Même ils ont été surpris dans les premières recherches à quel point un sentiment de contact a transformé la prothèse d'un outil sporadiquement utilisé en quelque chose qui avait vraiment envie d'avoir sa propre main.
« Avoir un sentiment de contact améliore tant d'aspects différents impliqués dans la qualité de vie », a déclaré Graczyk, « y compris le sentiment de connectivité aux êtres chers, l'autosuffisance, l'image de soi et l'interaction sociale. »
L'essai clinique
L'étude de quatre ans inscrira une douzaine d'amputés à membre supérieur en utilisant une prothèse. Il impliquera trois parties, que chaque participant à l'étude terminera sur environ 18 mois:
- Première partie: Une phase de test initiale de trois mois documentera comment les participants utilisent leurs prothèses actuelles. Ensuite, chaque participant à l'étude aura des électrodes et des modules électroniques implantés dans leur bras en chirurgie ambulatoire. L'équipe de recherche mettra ensuite en place le système neuroprosthétique de chaque participant sur trois à six mois de visites en laboratoire. Un contrôleur sera construit pour permettre au participant de contrôler intuitivement la prothèse avec ses signaux musculaires, et la stimulation nerveuse sera calibrée afin que le sentiment de contact puisse être relayé à partir de capteurs sur la main prothétique au cerveau de l'utilisateur.
- Deuxième partie: Les participants seront ensuite renvoyés chez eux avec la prothèse qu'ils utilisaient déjà ou la prothèse de recherche multifonctionnelle compatible et compatible avec le toucher. Chaque participant terminera les enquêtes sur la quantité de prothèse et pour quels types de tâches et ce qu'ils pensaient de l'utiliser. Ils retourneront au laboratoire pour tester mensuellement pour montrer comment ils utilisent la prothèse. Ensuite, ils changeront. Ceux qui ont utilisé pour la première fois leur prothèse normale obtiendront le bras de recherche et vice versa.
- Troisième partie: Dans la troisième phase, les participants seront à nouveau randomisés en un groupe qui utilise la prothèse ISENS avec une seule sensation tactile activée ou avec uniquement le contrôle de moteur avancé activé. Et encore une fois, ils changeront.
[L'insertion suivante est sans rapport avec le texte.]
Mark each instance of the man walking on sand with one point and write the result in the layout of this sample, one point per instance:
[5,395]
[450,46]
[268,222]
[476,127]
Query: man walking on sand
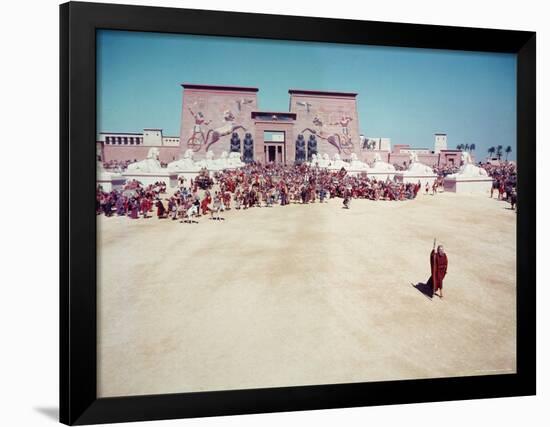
[438,263]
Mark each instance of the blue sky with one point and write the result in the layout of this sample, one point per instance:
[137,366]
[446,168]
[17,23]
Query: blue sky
[405,94]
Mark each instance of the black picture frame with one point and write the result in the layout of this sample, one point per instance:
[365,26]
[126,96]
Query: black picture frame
[78,400]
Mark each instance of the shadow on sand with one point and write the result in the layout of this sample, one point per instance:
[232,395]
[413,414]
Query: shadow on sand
[425,289]
[50,412]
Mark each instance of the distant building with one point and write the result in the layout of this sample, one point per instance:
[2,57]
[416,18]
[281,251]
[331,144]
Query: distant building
[227,119]
[123,146]
[375,143]
[149,137]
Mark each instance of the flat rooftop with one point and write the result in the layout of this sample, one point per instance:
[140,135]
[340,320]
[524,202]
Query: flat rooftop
[219,87]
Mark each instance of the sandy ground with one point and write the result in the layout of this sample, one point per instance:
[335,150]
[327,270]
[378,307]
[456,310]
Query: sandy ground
[305,295]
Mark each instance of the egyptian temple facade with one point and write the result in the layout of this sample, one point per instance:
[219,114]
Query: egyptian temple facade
[225,118]
[229,119]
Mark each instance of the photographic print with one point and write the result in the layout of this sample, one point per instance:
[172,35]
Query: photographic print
[276,213]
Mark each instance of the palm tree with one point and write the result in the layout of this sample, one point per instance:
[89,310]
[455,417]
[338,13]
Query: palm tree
[508,151]
[499,151]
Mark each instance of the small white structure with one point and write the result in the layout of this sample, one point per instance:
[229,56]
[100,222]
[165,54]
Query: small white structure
[468,179]
[149,171]
[108,181]
[440,142]
[320,161]
[337,163]
[416,172]
[356,166]
[185,164]
[380,170]
[234,161]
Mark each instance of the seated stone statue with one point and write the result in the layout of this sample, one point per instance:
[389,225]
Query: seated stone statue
[234,160]
[235,143]
[337,163]
[311,146]
[248,149]
[323,160]
[221,162]
[150,165]
[300,149]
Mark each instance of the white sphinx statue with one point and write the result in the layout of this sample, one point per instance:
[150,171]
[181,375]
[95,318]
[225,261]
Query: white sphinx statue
[468,169]
[108,180]
[208,162]
[185,164]
[357,164]
[320,161]
[150,165]
[380,166]
[416,168]
[222,162]
[337,163]
[234,160]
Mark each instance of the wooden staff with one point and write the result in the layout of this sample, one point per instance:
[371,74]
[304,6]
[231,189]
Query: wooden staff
[433,269]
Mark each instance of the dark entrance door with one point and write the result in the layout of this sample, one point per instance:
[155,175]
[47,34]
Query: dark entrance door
[271,151]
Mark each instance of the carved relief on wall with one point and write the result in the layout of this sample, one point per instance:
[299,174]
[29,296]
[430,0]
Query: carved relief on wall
[221,124]
[339,139]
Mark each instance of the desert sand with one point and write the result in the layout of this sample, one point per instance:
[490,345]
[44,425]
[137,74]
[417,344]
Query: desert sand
[303,295]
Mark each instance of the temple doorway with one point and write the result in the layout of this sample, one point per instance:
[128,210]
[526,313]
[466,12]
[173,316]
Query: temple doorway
[274,147]
[274,153]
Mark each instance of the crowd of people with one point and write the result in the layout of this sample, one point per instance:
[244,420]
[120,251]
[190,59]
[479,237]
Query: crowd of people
[504,181]
[254,185]
[258,185]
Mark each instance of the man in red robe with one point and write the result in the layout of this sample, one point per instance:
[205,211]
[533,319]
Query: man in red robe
[438,263]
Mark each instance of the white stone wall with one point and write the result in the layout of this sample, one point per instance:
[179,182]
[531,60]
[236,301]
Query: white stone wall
[152,137]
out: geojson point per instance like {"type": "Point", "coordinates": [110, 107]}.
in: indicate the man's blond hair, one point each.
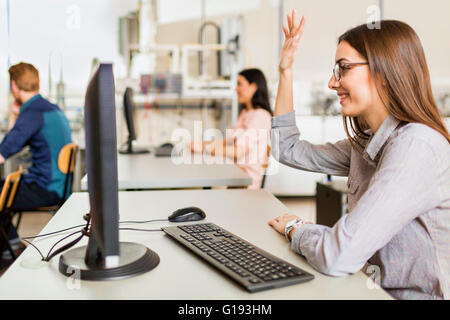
{"type": "Point", "coordinates": [25, 75]}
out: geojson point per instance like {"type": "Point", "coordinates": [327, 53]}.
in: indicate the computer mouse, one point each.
{"type": "Point", "coordinates": [187, 214]}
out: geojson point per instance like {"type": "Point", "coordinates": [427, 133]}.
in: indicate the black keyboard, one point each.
{"type": "Point", "coordinates": [251, 267]}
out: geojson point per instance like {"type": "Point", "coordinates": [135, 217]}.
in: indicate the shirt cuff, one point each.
{"type": "Point", "coordinates": [285, 120]}
{"type": "Point", "coordinates": [297, 237]}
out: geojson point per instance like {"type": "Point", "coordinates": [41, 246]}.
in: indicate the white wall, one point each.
{"type": "Point", "coordinates": [78, 29]}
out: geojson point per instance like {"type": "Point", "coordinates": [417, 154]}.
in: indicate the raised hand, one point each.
{"type": "Point", "coordinates": [292, 34]}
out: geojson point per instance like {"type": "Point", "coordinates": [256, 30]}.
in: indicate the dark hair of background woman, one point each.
{"type": "Point", "coordinates": [261, 97]}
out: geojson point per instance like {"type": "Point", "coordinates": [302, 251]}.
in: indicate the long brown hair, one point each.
{"type": "Point", "coordinates": [398, 66]}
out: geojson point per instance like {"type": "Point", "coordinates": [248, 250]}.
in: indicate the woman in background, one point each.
{"type": "Point", "coordinates": [247, 142]}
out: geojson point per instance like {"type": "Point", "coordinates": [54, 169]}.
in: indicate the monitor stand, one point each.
{"type": "Point", "coordinates": [129, 149]}
{"type": "Point", "coordinates": [134, 259]}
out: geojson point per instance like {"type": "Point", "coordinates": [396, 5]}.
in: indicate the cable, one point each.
{"type": "Point", "coordinates": [145, 230]}
{"type": "Point", "coordinates": [84, 232]}
{"type": "Point", "coordinates": [148, 221]}
{"type": "Point", "coordinates": [72, 234]}
{"type": "Point", "coordinates": [82, 225]}
{"type": "Point", "coordinates": [51, 233]}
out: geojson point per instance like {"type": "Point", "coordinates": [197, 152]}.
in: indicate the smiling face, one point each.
{"type": "Point", "coordinates": [356, 88]}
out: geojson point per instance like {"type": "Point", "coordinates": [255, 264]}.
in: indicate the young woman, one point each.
{"type": "Point", "coordinates": [397, 159]}
{"type": "Point", "coordinates": [248, 140]}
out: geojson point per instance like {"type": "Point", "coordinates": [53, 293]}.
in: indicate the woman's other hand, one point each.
{"type": "Point", "coordinates": [292, 35]}
{"type": "Point", "coordinates": [279, 223]}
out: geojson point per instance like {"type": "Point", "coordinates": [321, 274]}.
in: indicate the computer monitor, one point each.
{"type": "Point", "coordinates": [104, 257]}
{"type": "Point", "coordinates": [128, 109]}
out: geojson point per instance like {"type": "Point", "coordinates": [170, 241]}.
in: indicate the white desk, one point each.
{"type": "Point", "coordinates": [180, 274]}
{"type": "Point", "coordinates": [149, 172]}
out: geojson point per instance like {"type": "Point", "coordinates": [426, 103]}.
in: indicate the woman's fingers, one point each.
{"type": "Point", "coordinates": [294, 20]}
{"type": "Point", "coordinates": [286, 32]}
{"type": "Point", "coordinates": [289, 23]}
{"type": "Point", "coordinates": [298, 31]}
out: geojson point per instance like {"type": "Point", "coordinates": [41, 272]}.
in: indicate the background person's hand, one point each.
{"type": "Point", "coordinates": [292, 35]}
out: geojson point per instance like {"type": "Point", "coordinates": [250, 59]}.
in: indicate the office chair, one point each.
{"type": "Point", "coordinates": [7, 196]}
{"type": "Point", "coordinates": [66, 164]}
{"type": "Point", "coordinates": [265, 166]}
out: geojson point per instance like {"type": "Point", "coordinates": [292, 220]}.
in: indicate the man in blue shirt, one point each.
{"type": "Point", "coordinates": [41, 125]}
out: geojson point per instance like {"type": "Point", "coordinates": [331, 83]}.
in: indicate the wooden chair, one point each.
{"type": "Point", "coordinates": [7, 197]}
{"type": "Point", "coordinates": [66, 164]}
{"type": "Point", "coordinates": [265, 166]}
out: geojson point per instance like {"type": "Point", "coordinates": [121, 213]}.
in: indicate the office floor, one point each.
{"type": "Point", "coordinates": [32, 223]}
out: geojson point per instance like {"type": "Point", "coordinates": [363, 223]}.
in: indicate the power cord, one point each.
{"type": "Point", "coordinates": [84, 232]}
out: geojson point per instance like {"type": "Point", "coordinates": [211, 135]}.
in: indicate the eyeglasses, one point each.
{"type": "Point", "coordinates": [339, 68]}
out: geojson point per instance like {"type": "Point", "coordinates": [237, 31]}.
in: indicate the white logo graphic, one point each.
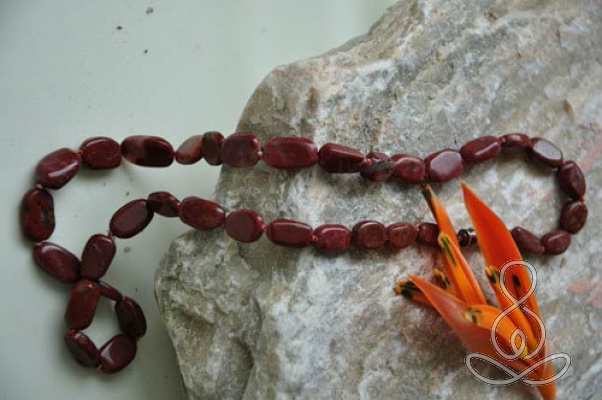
{"type": "Point", "coordinates": [517, 351]}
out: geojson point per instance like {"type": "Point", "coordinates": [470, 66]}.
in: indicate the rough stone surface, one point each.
{"type": "Point", "coordinates": [258, 321]}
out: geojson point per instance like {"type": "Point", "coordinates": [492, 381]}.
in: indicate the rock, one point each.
{"type": "Point", "coordinates": [258, 321]}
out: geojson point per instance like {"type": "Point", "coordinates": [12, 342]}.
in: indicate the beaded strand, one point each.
{"type": "Point", "coordinates": [241, 150]}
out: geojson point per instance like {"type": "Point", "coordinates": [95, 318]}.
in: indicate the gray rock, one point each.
{"type": "Point", "coordinates": [257, 321]}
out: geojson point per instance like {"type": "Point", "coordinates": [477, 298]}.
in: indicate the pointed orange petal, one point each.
{"type": "Point", "coordinates": [516, 315]}
{"type": "Point", "coordinates": [408, 290]}
{"type": "Point", "coordinates": [453, 311]}
{"type": "Point", "coordinates": [498, 247]}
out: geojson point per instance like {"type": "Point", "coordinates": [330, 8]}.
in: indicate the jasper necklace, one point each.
{"type": "Point", "coordinates": [244, 150]}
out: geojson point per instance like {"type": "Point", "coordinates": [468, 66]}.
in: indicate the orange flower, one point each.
{"type": "Point", "coordinates": [460, 301]}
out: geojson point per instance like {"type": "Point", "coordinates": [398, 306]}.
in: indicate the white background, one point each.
{"type": "Point", "coordinates": [67, 73]}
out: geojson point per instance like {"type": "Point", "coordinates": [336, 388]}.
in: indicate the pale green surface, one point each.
{"type": "Point", "coordinates": [67, 73]}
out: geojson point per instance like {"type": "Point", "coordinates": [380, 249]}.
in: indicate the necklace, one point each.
{"type": "Point", "coordinates": [243, 150]}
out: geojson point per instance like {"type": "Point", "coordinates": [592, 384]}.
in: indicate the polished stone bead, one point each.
{"type": "Point", "coordinates": [444, 165]}
{"type": "Point", "coordinates": [288, 232]}
{"type": "Point", "coordinates": [57, 168]}
{"type": "Point", "coordinates": [380, 167]}
{"type": "Point", "coordinates": [573, 216]}
{"type": "Point", "coordinates": [101, 153]}
{"type": "Point", "coordinates": [81, 307]}
{"type": "Point", "coordinates": [335, 158]}
{"type": "Point", "coordinates": [369, 235]}
{"type": "Point", "coordinates": [130, 317]}
{"type": "Point", "coordinates": [571, 180]}
{"type": "Point", "coordinates": [428, 234]}
{"type": "Point", "coordinates": [481, 149]}
{"type": "Point", "coordinates": [131, 219]}
{"type": "Point", "coordinates": [57, 261]}
{"type": "Point", "coordinates": [244, 225]}
{"type": "Point", "coordinates": [201, 214]}
{"type": "Point", "coordinates": [241, 150]}
{"type": "Point", "coordinates": [163, 203]}
{"type": "Point", "coordinates": [330, 238]}
{"type": "Point", "coordinates": [527, 241]}
{"type": "Point", "coordinates": [546, 152]}
{"type": "Point", "coordinates": [117, 353]}
{"type": "Point", "coordinates": [82, 349]}
{"type": "Point", "coordinates": [556, 241]}
{"type": "Point", "coordinates": [109, 291]}
{"type": "Point", "coordinates": [401, 234]}
{"type": "Point", "coordinates": [408, 169]}
{"type": "Point", "coordinates": [36, 215]}
{"type": "Point", "coordinates": [211, 147]}
{"type": "Point", "coordinates": [290, 152]}
{"type": "Point", "coordinates": [97, 256]}
{"type": "Point", "coordinates": [515, 143]}
{"type": "Point", "coordinates": [190, 151]}
{"type": "Point", "coordinates": [147, 151]}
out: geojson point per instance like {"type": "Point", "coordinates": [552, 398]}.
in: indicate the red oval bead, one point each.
{"type": "Point", "coordinates": [556, 242]}
{"type": "Point", "coordinates": [131, 219]}
{"type": "Point", "coordinates": [212, 147]}
{"type": "Point", "coordinates": [190, 151]}
{"type": "Point", "coordinates": [288, 232]}
{"type": "Point", "coordinates": [57, 168]}
{"type": "Point", "coordinates": [335, 158]}
{"type": "Point", "coordinates": [571, 180]}
{"type": "Point", "coordinates": [117, 353]}
{"type": "Point", "coordinates": [332, 238]}
{"type": "Point", "coordinates": [573, 216]}
{"type": "Point", "coordinates": [201, 214]}
{"type": "Point", "coordinates": [481, 149]}
{"type": "Point", "coordinates": [244, 225]}
{"type": "Point", "coordinates": [428, 234]}
{"type": "Point", "coordinates": [101, 153]}
{"type": "Point", "coordinates": [83, 300]}
{"type": "Point", "coordinates": [515, 143]}
{"type": "Point", "coordinates": [290, 152]}
{"type": "Point", "coordinates": [527, 241]}
{"type": "Point", "coordinates": [37, 215]}
{"type": "Point", "coordinates": [546, 152]}
{"type": "Point", "coordinates": [57, 261]}
{"type": "Point", "coordinates": [83, 349]}
{"type": "Point", "coordinates": [130, 317]}
{"type": "Point", "coordinates": [147, 151]}
{"type": "Point", "coordinates": [241, 150]}
{"type": "Point", "coordinates": [163, 203]}
{"type": "Point", "coordinates": [401, 234]}
{"type": "Point", "coordinates": [97, 256]}
{"type": "Point", "coordinates": [408, 169]}
{"type": "Point", "coordinates": [109, 291]}
{"type": "Point", "coordinates": [380, 167]}
{"type": "Point", "coordinates": [369, 235]}
{"type": "Point", "coordinates": [444, 165]}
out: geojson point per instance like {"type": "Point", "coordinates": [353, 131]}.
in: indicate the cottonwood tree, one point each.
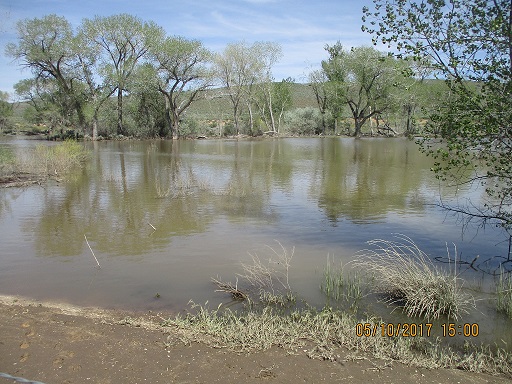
{"type": "Point", "coordinates": [6, 110]}
{"type": "Point", "coordinates": [183, 74]}
{"type": "Point", "coordinates": [264, 95]}
{"type": "Point", "coordinates": [239, 68]}
{"type": "Point", "coordinates": [124, 41]}
{"type": "Point", "coordinates": [469, 45]}
{"type": "Point", "coordinates": [46, 47]}
{"type": "Point", "coordinates": [361, 78]}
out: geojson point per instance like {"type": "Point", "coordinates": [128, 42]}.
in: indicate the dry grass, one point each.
{"type": "Point", "coordinates": [52, 160]}
{"type": "Point", "coordinates": [344, 284]}
{"type": "Point", "coordinates": [408, 278]}
{"type": "Point", "coordinates": [267, 280]}
{"type": "Point", "coordinates": [325, 334]}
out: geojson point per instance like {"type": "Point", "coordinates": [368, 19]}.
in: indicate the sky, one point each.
{"type": "Point", "coordinates": [302, 28]}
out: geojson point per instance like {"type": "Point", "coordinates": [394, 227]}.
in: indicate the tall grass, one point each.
{"type": "Point", "coordinates": [343, 284]}
{"type": "Point", "coordinates": [325, 334]}
{"type": "Point", "coordinates": [504, 293]}
{"type": "Point", "coordinates": [52, 160]}
{"type": "Point", "coordinates": [408, 278]}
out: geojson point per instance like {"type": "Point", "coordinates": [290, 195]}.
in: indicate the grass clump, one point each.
{"type": "Point", "coordinates": [324, 334]}
{"type": "Point", "coordinates": [408, 278]}
{"type": "Point", "coordinates": [504, 293]}
{"type": "Point", "coordinates": [343, 284]}
{"type": "Point", "coordinates": [52, 160]}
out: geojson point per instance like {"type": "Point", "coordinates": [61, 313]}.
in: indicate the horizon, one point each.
{"type": "Point", "coordinates": [301, 28]}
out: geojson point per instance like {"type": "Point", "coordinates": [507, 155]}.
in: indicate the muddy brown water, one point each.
{"type": "Point", "coordinates": [164, 217]}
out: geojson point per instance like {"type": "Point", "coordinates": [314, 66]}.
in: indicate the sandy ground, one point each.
{"type": "Point", "coordinates": [57, 344]}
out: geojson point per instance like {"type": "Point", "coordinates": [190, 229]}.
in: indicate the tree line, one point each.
{"type": "Point", "coordinates": [121, 75]}
{"type": "Point", "coordinates": [77, 73]}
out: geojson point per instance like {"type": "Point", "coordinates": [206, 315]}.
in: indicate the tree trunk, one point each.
{"type": "Point", "coordinates": [358, 127]}
{"type": "Point", "coordinates": [120, 128]}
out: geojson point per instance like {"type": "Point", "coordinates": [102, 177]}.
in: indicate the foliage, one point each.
{"type": "Point", "coordinates": [241, 68]}
{"type": "Point", "coordinates": [504, 293]}
{"type": "Point", "coordinates": [52, 160]}
{"type": "Point", "coordinates": [362, 79]}
{"type": "Point", "coordinates": [45, 47]}
{"type": "Point", "coordinates": [323, 334]}
{"type": "Point", "coordinates": [6, 110]}
{"type": "Point", "coordinates": [303, 121]}
{"type": "Point", "coordinates": [182, 72]}
{"type": "Point", "coordinates": [408, 278]}
{"type": "Point", "coordinates": [468, 44]}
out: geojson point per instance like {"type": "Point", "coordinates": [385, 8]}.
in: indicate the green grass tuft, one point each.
{"type": "Point", "coordinates": [408, 278]}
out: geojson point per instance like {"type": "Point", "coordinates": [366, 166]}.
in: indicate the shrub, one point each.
{"type": "Point", "coordinates": [408, 278]}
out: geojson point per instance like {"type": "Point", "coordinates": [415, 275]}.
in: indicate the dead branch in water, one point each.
{"type": "Point", "coordinates": [231, 289]}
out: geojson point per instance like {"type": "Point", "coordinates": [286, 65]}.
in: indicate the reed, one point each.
{"type": "Point", "coordinates": [343, 283]}
{"type": "Point", "coordinates": [407, 277]}
{"type": "Point", "coordinates": [504, 293]}
{"type": "Point", "coordinates": [97, 262]}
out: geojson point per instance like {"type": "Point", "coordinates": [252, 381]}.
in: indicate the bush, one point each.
{"type": "Point", "coordinates": [408, 278]}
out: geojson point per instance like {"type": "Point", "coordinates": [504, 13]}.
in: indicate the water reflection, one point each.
{"type": "Point", "coordinates": [166, 216]}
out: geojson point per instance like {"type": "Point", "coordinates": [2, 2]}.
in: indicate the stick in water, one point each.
{"type": "Point", "coordinates": [97, 262]}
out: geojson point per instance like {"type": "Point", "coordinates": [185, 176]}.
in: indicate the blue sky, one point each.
{"type": "Point", "coordinates": [302, 28]}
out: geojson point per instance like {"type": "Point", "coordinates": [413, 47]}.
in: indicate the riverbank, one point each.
{"type": "Point", "coordinates": [59, 343]}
« Nous nous attendons à ce que notre neuroprosthèse améliore la vie des personnes atteintes d'amputation », a déclaré Graczyk, « mais nous ne savons pas si le facteur le plus important sera une sensation améliorée ou un contrôle amélioré, ou les deux. »
Collaborateurs
Les collaborateurs comprennent, chez CWRU: Hamid Charkhkar, professeur adjoint de génie biomédical et enquêteur au Cleveland VA; Ronald Triolo, professeur de génie biomédical et directeur exécutif de l'Advanced Platform Technology Center du Cleveland VA; et Ming Wang, professeur de population et de sciences de la santé quantitative à l'École de médecine.
Aux Cleveland Medical Centers: Kevin Malone, chef de la chirurgie des membres et des membres supérieurs aux hôpitaux universitaires du Cleveland Medical Center et professeur agrégé de chirurgie orthopédique à la CWRU School of Medicine; J. Robert Anderson, chirurgien à main orthopédique dans les hôpitaux universitaires, directeur de la chirurgie des mains orthopédiques au Cleveland VA, et professeur adjoint de chirurgie orthopédique à la CWRU School of Medicine; Kyle Chepla, chirurgien plasticien au Metrohealth Medical Center et professeur agrégé à la CWRU School of Medicine; et Gilles Pinault, chef de la chirurgie vasculaire au Cleveland VA et professeur adjoint de chirurgie à la faculté de médecine.
Dans d'autres institutions: Linda Resnik, professeur de services de santé, de politique et de pratique à l'Université Brown.
Pour participer
Pour plus d'informations sur la participation à l'essai clinique, veuillez contacter la coordinatrice de l'étude Jessica Jarvela, (protégé par e-mail).